Elle est introduite à l’initiative d’un seul époux, par la délivrance d’une assignation, ou des deux par le dépôt d’une requête conjointe. Le ou les époux doivent indiquer le cas de divorce sur lequel est fondée la demande. Ce choix est libre, sauf dans le cas où les époux ont accepté, lors de l’audience de conciliation, le principe de la rupture du mariage (divorce accepté). Dans cette hypothèse, ils ne peuvent introduire l’instance que sur ce fondement. Ce choix ne peut plus être modifié.
Dans les autres cas, les époux peuvent, à tout moment de la procédure, opter pour un cas de divorce plus consensuel en fonction de l’évolution de leur situation..
* La jugement de divorce :
o En cas de demande en divorce accepté, le divorce est automatiquement prononcé sur ce fondement.
o En cas de demande fondée sur l’altération définitive du lien conjugal, le juge, après avoir vérifié que le délai de séparation de deux ans était acquis à la date de l’assignation, prononce le divorce sur ce fondement. Si ces conditions ne sont pas réunies, le divorce ne peut pas être prononcé.
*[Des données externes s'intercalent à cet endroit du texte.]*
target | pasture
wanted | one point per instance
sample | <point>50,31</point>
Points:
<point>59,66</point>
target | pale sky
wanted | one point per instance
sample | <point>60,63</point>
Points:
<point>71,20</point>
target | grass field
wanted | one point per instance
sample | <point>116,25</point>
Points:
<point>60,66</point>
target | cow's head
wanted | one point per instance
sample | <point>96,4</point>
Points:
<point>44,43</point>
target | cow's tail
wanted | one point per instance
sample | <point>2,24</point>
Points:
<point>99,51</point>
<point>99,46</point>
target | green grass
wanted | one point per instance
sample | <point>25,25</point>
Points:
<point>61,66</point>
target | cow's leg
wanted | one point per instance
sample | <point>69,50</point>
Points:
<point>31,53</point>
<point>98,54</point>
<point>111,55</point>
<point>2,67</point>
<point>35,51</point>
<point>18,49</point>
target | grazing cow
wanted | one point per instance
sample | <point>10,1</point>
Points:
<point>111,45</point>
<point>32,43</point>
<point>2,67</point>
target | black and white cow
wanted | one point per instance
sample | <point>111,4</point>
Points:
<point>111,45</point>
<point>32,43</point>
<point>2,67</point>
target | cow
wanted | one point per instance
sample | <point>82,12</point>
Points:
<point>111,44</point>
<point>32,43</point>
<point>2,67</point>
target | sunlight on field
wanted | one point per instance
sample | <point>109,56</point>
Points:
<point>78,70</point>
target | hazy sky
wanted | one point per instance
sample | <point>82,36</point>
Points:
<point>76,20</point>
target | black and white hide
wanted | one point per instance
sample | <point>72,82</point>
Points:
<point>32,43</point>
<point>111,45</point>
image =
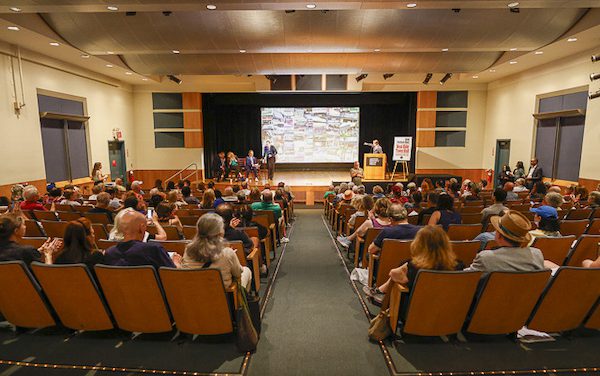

o En cas de demande pour faute, le juge examine les justificatifs produits à l’appui de la demande et peut :
+ prononcer le divorce aux torts exclusifs d’un époux ;
+ prononcer le divorce aux torts partagés ;
+ rejeter la demande et ne pas prononcer le divorce lorsque la faute n’est pas suffisamment prouvée.
Toutefois, si l’autre époux a formé une demande pour altération définitive du lien conjugal, le divorce est alors automatiquement prononcé sur ce fondement. Proposé par http://www.vos-droits.justice.gouv.fr/
La plupart des personnes qui sont en instance de divorce se rendent compte dès le début qu'il est très important de garder son calme.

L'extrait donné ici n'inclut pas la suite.